La Critica della ragion pura è una delle opere fondamentali della filosofia moderna perché espone sistematicamente i limiti della ragione. Ciò che l’opera di Immanuel Kant propone non è cosa da poco, perché permette a chi la legge di chiedersi: “Perché credo in ciò in cui credo?”. E, naturalmente, è anche possibile rispondere a questa domanda.
Uno dei principi introdotti da Kant è che gli oggetti non possono essere conosciuti in sé, ma solo nel modo in cui si presentano a noi. L’oggetto si adatta al nostro modo di pensare. Kant si chiedeva se fosse possibile fare un’affermazione che fosse sempre vera e se tale affermazione fosse precedente alla conoscenza e indipendente dall’esperienza.
La risposta? Sì. Questo, secondo il filosofo di Königsberg getta le basi per discipline come la matematica e l’etica. Ora, nella politica moderna, in cui intervengono discipline come il marketing e le pubbliche relazioni, è necessario saper distinguere questo tipo di affermazioni da un copione politico. Non tutte le proposizioni sono sempre vere in ogni circostanza.
Alla ricerca di affermazioni necessarie e universali
Ciò che dà inizio alla Critica della ragion pura è un’esposizione di come percepiamo le cose. Facendo uso dei nostri sensi, siamo in grado di cogliere una rappresentazione degli oggetti.
Questo sembrerebbe dirci che la realtà è altamente soggettiva e persino relativa. La verità è che è necessario rivedere alcuni concetti kantiani per capire come siamo giunti a queste affermazioni necessarie e universali.
Concetti che limitano la ragione
Il primo concetto è quello di intuizione. Si tratta fondamentalmente di una relazione immediata tra la mente del soggetto e un oggetto. Non è un’idea astratta, ma qualcosa che si percepisce direttamente. Per Kant, l’intuizione è sempre sensibile, cioè passa attraverso i sensi.

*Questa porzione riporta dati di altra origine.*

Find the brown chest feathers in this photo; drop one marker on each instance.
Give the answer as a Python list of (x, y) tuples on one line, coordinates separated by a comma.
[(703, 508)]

D’altra parte, la sensibilità all’interno del sistema kantiano è la facoltà ricettiva delle impressioni esterne. Le forme pure della sensibilità sono lo spazio e il tempo, per conoscere rispettivamente i fenomeni esterni e interni. Quando vediamo un oggetto, lo classifichiamo nello spazio e nel tempo per vedere se i fenomeni avvengono contemporaneamente o uno dopo l’altro, o se un oggetto si sposta da un luogo all’altro.
Poi ci sono gli oggetti, che Kant classifica in due concetti. Il fenomeno è l’oggetto così come si presenta al soggetto nelle condizioni dei sensi (o, come direbbe Kant, nelle condizioni della sensibilità). Il noumeno è la cosa “in sé”, che è impossibile da percepire. Possiamo pensarla, ma non conoscerla.
Avendo compreso questa parte del sistema kantiano, passiamo alla comprensione. È la capacità di organizzare le intuizioni attraverso l’uso di concetti. Le categorie sono ciò che viene comunemente utilizzato per effettuare questa organizzazione.
Ad esempio, la causalità (sento una voce, deve essere un familiare che è entrato in casa mia) o la pluralità (vedo diverse mele e so che sono lo stesso tipo di oggetto anche se non sono esattamente uguali).
L’importanza dei giudizi a priori
Infine, arriviamo a quelle affermazioni necessarie e universali. Kant le chiama giudizi a priori. Per essere a priori, e non a posteriori, devono essere indipendenti dall’esperienza. Ad esempio, “un triangolo ha tre lati” o “ogni effetto ha una causa”.
Tuttavia, queste due affermazioni hanno una differenza fondamentale. La prima è un giudizio analitico a priori, mentre la seconda è un giudizio sintetico a priori. Qual è la differenza? Un giudizio analitico contiene nella sua prima parte ciò che viene nella seconda (il predicato è contenuto nel soggetto). Poiché è impossibile che esista un triangolo che non abbia tre lati, il concetto di tre lati è contenuto nel triangolo. È nella sua stessa definizione.
I giudizi sintetici aggiungono al predicato qualcosa che non era nel soggetto della frase. Quando diciamo “ogni effetto ha una causa”, aggiungiamo una connessione al concetto di effetto con il concetto di causa. E poiché è a priori, è universale e necessario.
Quando racconti a qualcuno una cosa e ti risponde “Ah! Ci sarà un motivo”, puoi rispondere che lo sanno tutti. Perché “ci sarà un motivo” si può dire letteralmente di qualsiasi cosa. Una verità necessaria e universale.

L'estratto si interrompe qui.